Prior to Spanish governance, there was Native American activity in the area around Goat Canyon; the impact of this activity includes petroglyphs and pictograms in Carrizo Gorge. The last Native Americans to live in the area were the Kumeyaay. Later cattle ranchers utilized the area. Beginning in 1912, construction began on the San Diego and Arizona Eastern Railway in the area. The Carrizo Gorge portion of the line, including Goat Canyon, was the final portion to be completed. A railroad tunnel of The San Diego and Arizona Railway, Tunnel number 15, was built into the side of the canyon but it collapsed in 1932. The collapse was caused by an earthquake, which dramatically changed the inclination of Tunnel number 15. After Tunnel number 15 collapsed, it was decided that it would be bypassed using a wooden trestle. During the construction of the trestle, segments were lowered into the canyon from the partially completed trestle. Construction workers took breaks in a portion of the collapsed tunnel that they called the "mud shed". The trestle was completed in 1933.

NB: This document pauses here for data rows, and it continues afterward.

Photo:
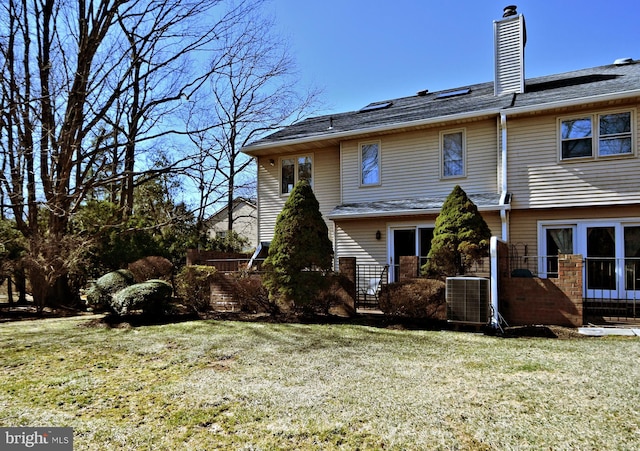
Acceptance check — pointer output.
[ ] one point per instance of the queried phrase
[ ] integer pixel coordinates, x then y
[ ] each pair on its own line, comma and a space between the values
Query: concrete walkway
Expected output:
600, 331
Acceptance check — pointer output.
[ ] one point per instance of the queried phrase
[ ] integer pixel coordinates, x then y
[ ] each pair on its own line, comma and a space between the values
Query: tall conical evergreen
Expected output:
300, 252
461, 236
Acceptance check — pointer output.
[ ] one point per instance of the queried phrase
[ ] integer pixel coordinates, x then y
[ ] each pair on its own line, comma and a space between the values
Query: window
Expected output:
559, 240
370, 163
294, 169
453, 154
599, 135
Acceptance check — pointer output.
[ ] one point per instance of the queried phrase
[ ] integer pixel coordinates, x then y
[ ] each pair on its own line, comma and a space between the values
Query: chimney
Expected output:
510, 37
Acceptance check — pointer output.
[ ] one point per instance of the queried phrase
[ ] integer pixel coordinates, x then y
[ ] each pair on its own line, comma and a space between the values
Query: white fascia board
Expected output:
571, 102
426, 211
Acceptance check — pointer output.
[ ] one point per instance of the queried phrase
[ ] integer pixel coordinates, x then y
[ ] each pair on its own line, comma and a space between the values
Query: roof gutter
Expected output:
414, 212
253, 148
571, 102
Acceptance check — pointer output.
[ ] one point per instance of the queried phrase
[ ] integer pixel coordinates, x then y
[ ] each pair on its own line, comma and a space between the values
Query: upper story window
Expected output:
370, 163
597, 135
453, 150
294, 169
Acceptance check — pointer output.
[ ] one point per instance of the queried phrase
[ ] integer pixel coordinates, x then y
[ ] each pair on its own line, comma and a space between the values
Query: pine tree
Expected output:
300, 253
461, 236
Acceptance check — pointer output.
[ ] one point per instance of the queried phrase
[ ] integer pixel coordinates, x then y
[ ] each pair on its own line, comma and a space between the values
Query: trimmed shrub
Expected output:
415, 298
100, 294
251, 294
148, 268
460, 238
193, 286
300, 253
152, 296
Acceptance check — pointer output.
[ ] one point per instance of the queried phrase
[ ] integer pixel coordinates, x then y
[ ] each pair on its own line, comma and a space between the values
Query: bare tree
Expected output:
253, 91
86, 86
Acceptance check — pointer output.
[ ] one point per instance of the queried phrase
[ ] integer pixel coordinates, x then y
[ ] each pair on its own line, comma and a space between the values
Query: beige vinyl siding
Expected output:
523, 229
326, 187
357, 238
538, 179
410, 165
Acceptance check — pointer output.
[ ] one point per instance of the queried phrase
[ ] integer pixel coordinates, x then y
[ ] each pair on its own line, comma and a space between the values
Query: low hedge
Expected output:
151, 296
100, 294
415, 298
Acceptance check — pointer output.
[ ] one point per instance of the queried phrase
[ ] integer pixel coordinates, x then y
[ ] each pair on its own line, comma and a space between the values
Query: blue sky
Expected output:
362, 51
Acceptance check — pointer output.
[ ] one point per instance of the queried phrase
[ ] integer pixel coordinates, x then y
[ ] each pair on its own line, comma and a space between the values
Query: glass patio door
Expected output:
404, 243
632, 262
602, 272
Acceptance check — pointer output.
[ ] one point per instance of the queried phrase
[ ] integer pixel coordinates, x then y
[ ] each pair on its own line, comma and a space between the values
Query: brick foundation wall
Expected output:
525, 301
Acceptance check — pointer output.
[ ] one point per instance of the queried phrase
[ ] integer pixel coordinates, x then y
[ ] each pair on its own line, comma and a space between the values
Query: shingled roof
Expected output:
403, 207
466, 101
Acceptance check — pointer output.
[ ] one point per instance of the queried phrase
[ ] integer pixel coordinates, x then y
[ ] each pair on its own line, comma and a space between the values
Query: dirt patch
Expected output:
543, 332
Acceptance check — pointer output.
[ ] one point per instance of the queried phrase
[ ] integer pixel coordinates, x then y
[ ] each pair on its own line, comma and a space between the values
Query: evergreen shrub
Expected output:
415, 298
300, 254
151, 296
99, 295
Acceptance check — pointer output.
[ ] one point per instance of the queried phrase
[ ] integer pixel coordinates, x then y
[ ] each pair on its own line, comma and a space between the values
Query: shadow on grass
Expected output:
376, 320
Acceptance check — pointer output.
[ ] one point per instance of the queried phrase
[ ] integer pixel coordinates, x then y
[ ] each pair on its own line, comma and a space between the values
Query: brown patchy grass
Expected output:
230, 385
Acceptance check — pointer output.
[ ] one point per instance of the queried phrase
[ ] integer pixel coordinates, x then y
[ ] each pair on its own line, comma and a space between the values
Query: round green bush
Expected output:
100, 294
152, 296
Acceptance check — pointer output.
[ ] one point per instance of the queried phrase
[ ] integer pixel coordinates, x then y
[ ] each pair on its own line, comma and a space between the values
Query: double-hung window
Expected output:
370, 163
557, 240
453, 149
597, 135
294, 169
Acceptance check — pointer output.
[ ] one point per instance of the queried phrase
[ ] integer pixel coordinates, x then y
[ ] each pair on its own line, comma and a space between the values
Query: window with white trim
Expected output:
558, 240
370, 163
597, 135
452, 156
293, 169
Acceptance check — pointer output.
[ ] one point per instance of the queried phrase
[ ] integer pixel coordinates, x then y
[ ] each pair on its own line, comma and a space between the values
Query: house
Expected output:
553, 164
245, 221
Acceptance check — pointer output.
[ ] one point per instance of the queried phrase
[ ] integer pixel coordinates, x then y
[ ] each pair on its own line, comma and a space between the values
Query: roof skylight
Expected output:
458, 92
375, 106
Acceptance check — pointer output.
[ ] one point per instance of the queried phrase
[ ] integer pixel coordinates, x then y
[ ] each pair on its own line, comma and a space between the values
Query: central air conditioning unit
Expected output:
468, 300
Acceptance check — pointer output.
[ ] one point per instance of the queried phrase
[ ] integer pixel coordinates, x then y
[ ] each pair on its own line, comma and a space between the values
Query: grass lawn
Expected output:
237, 385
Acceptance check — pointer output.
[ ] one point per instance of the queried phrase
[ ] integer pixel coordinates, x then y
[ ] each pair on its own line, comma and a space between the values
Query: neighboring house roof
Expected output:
484, 202
593, 84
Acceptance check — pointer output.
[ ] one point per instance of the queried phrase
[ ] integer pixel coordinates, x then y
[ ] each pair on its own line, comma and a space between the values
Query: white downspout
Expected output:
504, 215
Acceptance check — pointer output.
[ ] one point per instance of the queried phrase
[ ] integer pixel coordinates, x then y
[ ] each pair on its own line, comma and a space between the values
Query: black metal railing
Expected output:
369, 281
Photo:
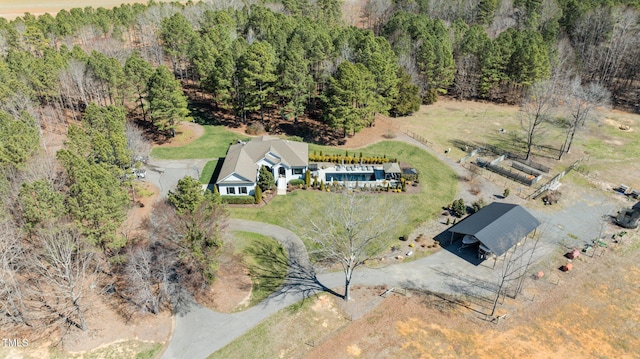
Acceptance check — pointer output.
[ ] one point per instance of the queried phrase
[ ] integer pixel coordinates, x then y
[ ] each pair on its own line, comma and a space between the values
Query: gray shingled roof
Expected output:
499, 226
391, 167
241, 158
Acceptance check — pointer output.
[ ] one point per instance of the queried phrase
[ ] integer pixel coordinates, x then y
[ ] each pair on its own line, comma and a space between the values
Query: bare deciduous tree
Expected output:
537, 108
62, 271
141, 288
348, 228
12, 307
140, 148
580, 101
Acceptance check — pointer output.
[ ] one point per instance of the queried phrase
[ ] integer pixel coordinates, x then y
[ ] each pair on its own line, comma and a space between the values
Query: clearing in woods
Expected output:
10, 9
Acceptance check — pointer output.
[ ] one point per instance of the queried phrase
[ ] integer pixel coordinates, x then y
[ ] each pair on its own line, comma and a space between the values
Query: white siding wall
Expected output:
224, 190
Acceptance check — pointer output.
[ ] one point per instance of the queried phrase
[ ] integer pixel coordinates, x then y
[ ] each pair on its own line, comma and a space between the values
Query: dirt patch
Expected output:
107, 326
585, 314
622, 125
231, 291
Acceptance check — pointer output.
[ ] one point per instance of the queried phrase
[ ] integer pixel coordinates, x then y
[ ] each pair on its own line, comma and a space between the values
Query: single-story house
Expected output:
352, 175
496, 228
286, 159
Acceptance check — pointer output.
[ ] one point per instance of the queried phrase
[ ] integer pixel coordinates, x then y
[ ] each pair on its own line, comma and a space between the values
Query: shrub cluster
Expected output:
459, 208
413, 177
296, 182
477, 205
348, 160
238, 199
255, 128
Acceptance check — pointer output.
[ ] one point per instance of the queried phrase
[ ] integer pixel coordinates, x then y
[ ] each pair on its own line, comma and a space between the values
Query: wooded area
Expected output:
92, 75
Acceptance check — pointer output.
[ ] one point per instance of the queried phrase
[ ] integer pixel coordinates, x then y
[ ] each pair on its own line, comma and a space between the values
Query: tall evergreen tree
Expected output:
167, 103
138, 72
351, 98
257, 77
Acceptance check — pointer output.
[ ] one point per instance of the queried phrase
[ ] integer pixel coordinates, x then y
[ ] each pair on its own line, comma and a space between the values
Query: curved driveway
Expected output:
201, 331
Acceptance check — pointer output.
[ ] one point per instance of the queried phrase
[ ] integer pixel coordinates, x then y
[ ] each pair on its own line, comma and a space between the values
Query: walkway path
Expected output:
201, 331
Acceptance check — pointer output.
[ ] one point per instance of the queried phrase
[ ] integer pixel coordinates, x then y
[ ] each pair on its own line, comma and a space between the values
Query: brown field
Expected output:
591, 312
609, 145
10, 9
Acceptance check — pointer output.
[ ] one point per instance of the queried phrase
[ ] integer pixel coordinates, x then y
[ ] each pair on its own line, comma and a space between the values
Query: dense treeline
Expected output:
84, 74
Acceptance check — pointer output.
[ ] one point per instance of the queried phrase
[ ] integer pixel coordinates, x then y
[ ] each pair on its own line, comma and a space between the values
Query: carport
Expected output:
497, 227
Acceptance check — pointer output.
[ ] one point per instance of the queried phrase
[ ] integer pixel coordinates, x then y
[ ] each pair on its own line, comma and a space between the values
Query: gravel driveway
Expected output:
201, 331
165, 174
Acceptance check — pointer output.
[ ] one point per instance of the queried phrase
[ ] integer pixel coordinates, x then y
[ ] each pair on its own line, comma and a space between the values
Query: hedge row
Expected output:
296, 182
348, 160
238, 199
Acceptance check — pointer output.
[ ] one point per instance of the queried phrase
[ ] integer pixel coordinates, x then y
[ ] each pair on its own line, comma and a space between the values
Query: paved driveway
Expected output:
201, 331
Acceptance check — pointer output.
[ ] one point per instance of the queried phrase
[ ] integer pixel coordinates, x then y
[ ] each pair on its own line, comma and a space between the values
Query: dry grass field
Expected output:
609, 145
591, 312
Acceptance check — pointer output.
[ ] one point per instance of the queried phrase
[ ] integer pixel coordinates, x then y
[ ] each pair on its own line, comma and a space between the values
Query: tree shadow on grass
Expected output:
276, 271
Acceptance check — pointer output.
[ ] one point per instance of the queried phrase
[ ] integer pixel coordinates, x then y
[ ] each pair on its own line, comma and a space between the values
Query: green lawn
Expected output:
438, 183
128, 349
213, 143
266, 260
288, 333
207, 171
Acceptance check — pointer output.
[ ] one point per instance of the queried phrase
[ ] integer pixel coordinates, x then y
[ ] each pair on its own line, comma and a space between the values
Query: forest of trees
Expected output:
87, 74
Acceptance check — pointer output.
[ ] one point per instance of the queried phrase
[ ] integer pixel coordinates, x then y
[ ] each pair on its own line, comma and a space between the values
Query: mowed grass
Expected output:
266, 260
438, 183
207, 171
214, 143
290, 332
129, 349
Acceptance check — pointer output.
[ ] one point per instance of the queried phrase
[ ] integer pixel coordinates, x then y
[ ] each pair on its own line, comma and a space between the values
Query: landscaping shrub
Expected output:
238, 199
255, 128
257, 195
296, 182
265, 179
478, 204
459, 208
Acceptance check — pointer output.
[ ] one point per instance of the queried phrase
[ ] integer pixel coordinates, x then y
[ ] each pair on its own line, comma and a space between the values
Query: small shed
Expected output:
391, 170
498, 226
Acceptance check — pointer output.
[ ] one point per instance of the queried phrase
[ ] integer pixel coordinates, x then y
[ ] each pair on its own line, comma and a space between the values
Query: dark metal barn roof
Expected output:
499, 226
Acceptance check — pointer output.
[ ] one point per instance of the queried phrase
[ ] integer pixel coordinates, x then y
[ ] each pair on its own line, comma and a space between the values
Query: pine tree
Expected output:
167, 103
265, 179
257, 194
307, 178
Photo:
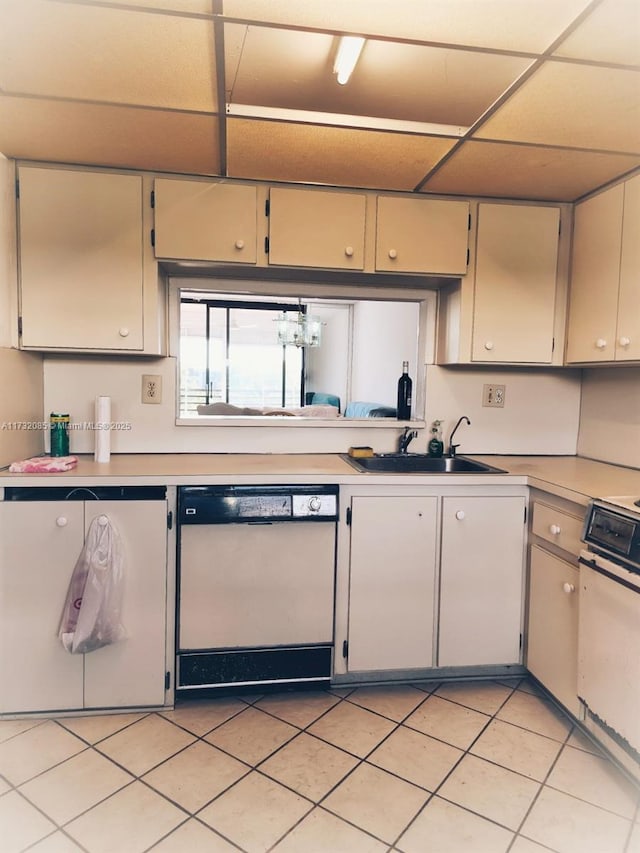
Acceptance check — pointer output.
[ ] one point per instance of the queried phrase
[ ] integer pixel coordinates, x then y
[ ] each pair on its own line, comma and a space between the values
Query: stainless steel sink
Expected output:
420, 463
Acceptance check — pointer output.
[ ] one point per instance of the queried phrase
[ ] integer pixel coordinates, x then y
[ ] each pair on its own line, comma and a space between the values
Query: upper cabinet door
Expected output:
205, 221
422, 235
313, 228
515, 283
628, 329
81, 260
595, 276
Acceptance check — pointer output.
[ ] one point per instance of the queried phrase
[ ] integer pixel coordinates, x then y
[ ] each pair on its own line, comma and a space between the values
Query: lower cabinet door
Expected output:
131, 672
481, 580
39, 545
392, 582
552, 639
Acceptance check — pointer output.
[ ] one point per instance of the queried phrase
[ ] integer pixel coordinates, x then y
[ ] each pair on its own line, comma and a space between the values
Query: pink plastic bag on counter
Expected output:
91, 617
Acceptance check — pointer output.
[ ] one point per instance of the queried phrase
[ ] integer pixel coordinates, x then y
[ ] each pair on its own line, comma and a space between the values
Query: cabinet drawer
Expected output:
556, 526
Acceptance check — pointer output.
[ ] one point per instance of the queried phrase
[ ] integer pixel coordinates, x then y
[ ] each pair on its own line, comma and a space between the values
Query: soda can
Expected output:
59, 434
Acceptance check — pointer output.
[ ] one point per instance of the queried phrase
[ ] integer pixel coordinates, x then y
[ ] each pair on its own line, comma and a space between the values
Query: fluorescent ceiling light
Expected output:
393, 125
349, 51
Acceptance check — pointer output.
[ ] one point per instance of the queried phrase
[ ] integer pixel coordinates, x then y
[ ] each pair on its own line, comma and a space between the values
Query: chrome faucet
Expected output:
406, 438
452, 447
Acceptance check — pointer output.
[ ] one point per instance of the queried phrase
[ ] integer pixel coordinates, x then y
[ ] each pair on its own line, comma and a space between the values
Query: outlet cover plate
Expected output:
151, 388
493, 395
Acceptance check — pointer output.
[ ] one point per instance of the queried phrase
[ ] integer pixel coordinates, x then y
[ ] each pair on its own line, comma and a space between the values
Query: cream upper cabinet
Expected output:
595, 276
515, 283
604, 305
628, 325
83, 262
205, 221
314, 228
422, 235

In 1976 Hurricane Kathleen's effects impacted the region around the canyon, destroying tracks and other trestles in Carrizo Gorge; the trestle over Goat Canyon was also damaged, with some of its footings destroyed during the hurricane. By 1981, repairs from the hurricane damage were completed. Heavy rains returned to the area in 1982 and 1983; this led to rail service being discontinued over Goat Canyon and through Carrizo Gorge. After repairs were again completed, trains once again ran over Goat Canyon in 2004. In 2008 the trains once again stopped running over Goat Canyon.

===Popular media===
In 1999, Huell Howser traveled to the canyon to visit the trestle over it. In 2017, the canyon was depicted in a "Mysteries of the Abandoned" episode on the Science Channel.

==Other uses==
There is another Goat Canyon in San Diego County, which is located north of the Mexico–United States barrier and south of the Tijuana River.